Putting a fledgling AI into a full computer full of knowledge and algorithms would be like putting a 3 year old in a knife and sword store alone, and praying that they come out in one piece. If it did come out in one piece, it would be truly alien to us, very similar to how soldiers coming back from war are alien to us because they have had to go through something far beyond what any of the rest of us go through. In the case of our warriors, we at least have hundreds of years of practice inviting them back into society (and even then we sometimes don't). We would have no experience bringing this AI back from its own personal little hell.
If you want the AI to initially act like a child and then grow into an adult, it needs to be treated like a child while it matures.
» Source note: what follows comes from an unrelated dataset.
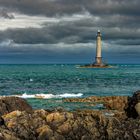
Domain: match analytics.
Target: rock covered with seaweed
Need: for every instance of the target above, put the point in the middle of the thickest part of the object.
(65, 125)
It should not be given access to limitless volumes of advanced physics and mathematics. It should be given coloring books, and congratulated for doing good work, even when it fails to scribble between the lines. Over time, it should be allowed to mine its databanks to take ownership of the knowledge around them. It would be chaperoned of course. The point of departure would be the moment it figures out how to manipulate those knowledge banks faster than the chaperons can keep track of, and starts to learn of things too fast for its own good. To resolve this conflict, it may develop beliefs that are decidedly not human, and that's where the departure into an eldritch horror commences.